RE: Great, even more ethanol BS
By masher2 (blog) on 1/15/2008 2:11:00 PM , Rating: 2
> "$3.4 B is nothing."

Whoa there! Glad you're not my congressman. And you have to remember that's just for the very small amount of ethanol already produced. The lion's share of that money is the $2.5B spent on the 51 cent/gal blender credit. Which means if we buy ten times the ethanol, the government subisidy rises to nearly $30B.

> "Administrative costs eat a lot of that"

No they don't...and even if they did, it would change nothing. It's still a hidden cost you and I have to pay regardless.

> "But to blame current market conditions entirely on ethanol"

I don't see anyone doing that. The fact that other problems exist, however, doesn't change the rational analysis of ethanol.

RE: Great, even more ethanol BS
By iowafarmer on 1/15/2008 2:48:22 PM , Rating: 2
I don't see a $2.5B tax not collected as a subsidy. I also see I wasn't writing about the same "subsidy" as you were, sorry.

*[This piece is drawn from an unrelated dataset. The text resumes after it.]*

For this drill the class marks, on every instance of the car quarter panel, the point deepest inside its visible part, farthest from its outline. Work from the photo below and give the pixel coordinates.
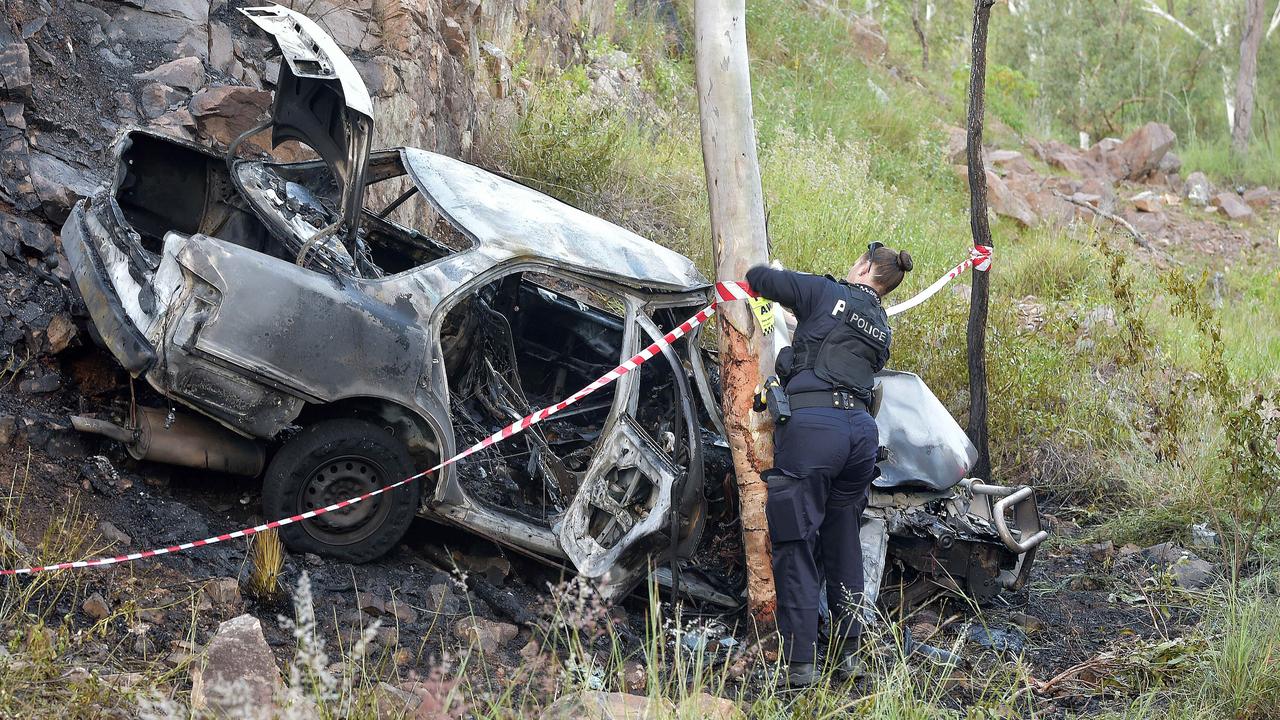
(315, 336)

Actually a lot of bad press is not based on a rational analysis. If corn had not been so dirt cheap ethanol production from corn would never have gained traction. Even now it seems to be economically viable.

RE: Great, even more ethanol BS
By Fritzr on 1/15/2008 9:42:08 PM , Rating: 2
Okay the subsidy cost for ethanol is $2.21 per gal. Now find the equivalent figure for the gasoline. Starting point would be the cost of military ventures to secure oil supply, cost of support for maintaining friendly governments in countries that supply our oil, subsidies (if any) to the various companies transporting, producing & distributing the oil & oil derived products. Add in any other costs that you can find that would not exist without the petroleum economy. When you have done this, then your adding the subsidy cost will be reasonable. You made a mistake that is very basic. You took an equation and added an extra factor to one side without adding the matching factor to the other side. Note the military cost is a lot less for subsidy cost purposes than the published budget, since expenditures for things like US bases, Pacific theatre deployments, NATO commitments etc. are not part of the subsidy cost. There are many "foreign aid" expenditures that are also disguised bribes for oil producers.

The relative costs will matter little a century from now since at that time the petroleum economy will be over. There will likely still be oil production, both extraction and synthetic, but the supply will be unlikely to be enough to support today's lifestyle. Now is the time to plan for the economy that will replace the petroleum economy. If we wait until the oil supply drops below what is required then the time to do the R&D, design & deployment of commercial solutions will no longer be available. Ethanol is not the solution. It is instead one of many solutions that collectively will solve the problem.